There was a widely-misunderstood lawsuit recently that lots of people interpreted this way, but it wasn't what the lawsuit concluded at all.
"Creations of a machine" is meaningless. Machines are tools we use to be creative, even if we're getting some things out that we do not expect. When a 3D program renders light into a scene, does that mean the image is not copyrightable?
I was referring to the recent case against the artist Stephen Thaler, which people interpreted [1] as saying that works created by AI could not be copyrighted. This wasn't what was shown, though.

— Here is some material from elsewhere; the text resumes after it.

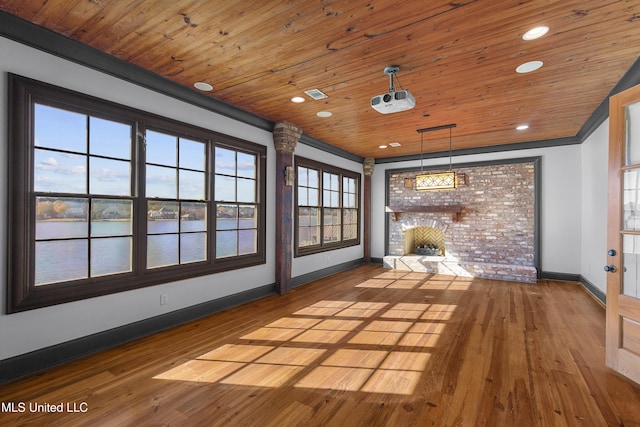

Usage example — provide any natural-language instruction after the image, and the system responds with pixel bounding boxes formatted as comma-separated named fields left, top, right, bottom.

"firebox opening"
left=403, top=227, right=445, bottom=256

Rather, the judge was ruling about a strawman argument framed by Thaler, where he explicitly stated that he was not the creator, and that he was listing the AI as an "artist for hire."
I don't see where in your link it says, as GP did, that "creations of a machine [...] are not eligible for copyright protection."
The guidance says that the author must be human, but that "In the case of works containing AI-generated material, the Office will consider whether the AI contributions are the result of “mechanical reproduction” or instead of an author’s “own original mental conception, to which [the author] gave visible form.”
The latter is copyrightable.
"This policy does not mean that technological tools cannot be part of the creative process. "
"Creations of a machine" is meaningless. Machines are tools we use to be creative, even if we're getting some things out that we do not expect. When a 3D program renders light into a scene, does that mean the image is not copyrightable?